This post made me think that I ought to re-read George Alec Effinger's Islamic cyberpunk trilogy When Gravity Fails, A Fire in the Sun, and The Exile Kiss. The review is well written and captures the essence of the series:"Tough-as-nails corrupt cops and transgender hookers conduct their business with all the formalized flourishes of Arabic ettiqute. Like Turkish coffee, it fills the atmosphere with a rich complexity and leaves you more than a little wired."

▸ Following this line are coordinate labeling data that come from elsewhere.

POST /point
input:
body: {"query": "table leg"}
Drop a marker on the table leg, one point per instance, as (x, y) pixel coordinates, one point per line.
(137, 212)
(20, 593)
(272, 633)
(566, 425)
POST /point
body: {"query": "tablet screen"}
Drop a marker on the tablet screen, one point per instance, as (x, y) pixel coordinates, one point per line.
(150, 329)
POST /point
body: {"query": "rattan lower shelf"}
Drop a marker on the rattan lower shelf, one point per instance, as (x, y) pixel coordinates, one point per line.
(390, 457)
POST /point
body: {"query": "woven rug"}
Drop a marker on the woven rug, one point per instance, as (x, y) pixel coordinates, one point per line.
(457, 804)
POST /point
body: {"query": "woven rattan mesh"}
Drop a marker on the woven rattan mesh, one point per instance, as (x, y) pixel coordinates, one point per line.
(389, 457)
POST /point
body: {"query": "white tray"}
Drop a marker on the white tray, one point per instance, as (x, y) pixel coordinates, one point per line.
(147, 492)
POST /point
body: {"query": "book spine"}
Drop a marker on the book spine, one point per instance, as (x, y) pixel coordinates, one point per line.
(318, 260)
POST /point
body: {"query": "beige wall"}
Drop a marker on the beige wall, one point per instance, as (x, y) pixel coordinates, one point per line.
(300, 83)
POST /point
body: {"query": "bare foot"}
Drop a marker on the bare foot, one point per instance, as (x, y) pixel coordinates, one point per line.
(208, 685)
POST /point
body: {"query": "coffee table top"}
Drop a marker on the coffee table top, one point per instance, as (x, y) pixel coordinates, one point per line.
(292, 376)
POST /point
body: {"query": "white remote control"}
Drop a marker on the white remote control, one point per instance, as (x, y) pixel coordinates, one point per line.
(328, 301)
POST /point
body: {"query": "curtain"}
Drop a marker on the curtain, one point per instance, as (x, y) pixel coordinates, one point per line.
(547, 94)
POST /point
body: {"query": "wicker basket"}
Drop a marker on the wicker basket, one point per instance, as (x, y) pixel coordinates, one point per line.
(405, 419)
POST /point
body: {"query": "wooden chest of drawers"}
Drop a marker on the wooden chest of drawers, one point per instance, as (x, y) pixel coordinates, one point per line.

The post is actually reviewing the short story collection Budayeen Nights, which includes a piece I bought in tiny chap-book form almost 20 years ago, long before reading the series (which I took another decade to connect to the story...duh). Schroedinger's Kitten is an inordinately effecting tale that managed to stir dormant interests in not only physics, but feminism, philosophy and metaphysics. Whereas the trilogy is good dirty fun, SK is food for thought and worth reading even if you are not generally a sci-fi fan.
As I actually own all four of these books (props to Corinna for gifting me Budayeen Nights so I could rediscover SK) and hence do not have to avail myself of the ever-fickle public library system to read them (unlike the book I just finished, The Lightning Thief... WHY DO I ONLY HAVE BOOK ONE OF THIS SERIES???) I am taking it as a sign and shall desist reading books off the third grader's shelf for a while. Thank goodness for random internet Signs.
That you just left my house with the next 3 books of the Lightning Thief series, I take as a sign that I may have been overlooking quality reading from the third grader's shelf.
ReplyDeleteAlso why doesn't open id work for me? I'm impersonating Donald right now.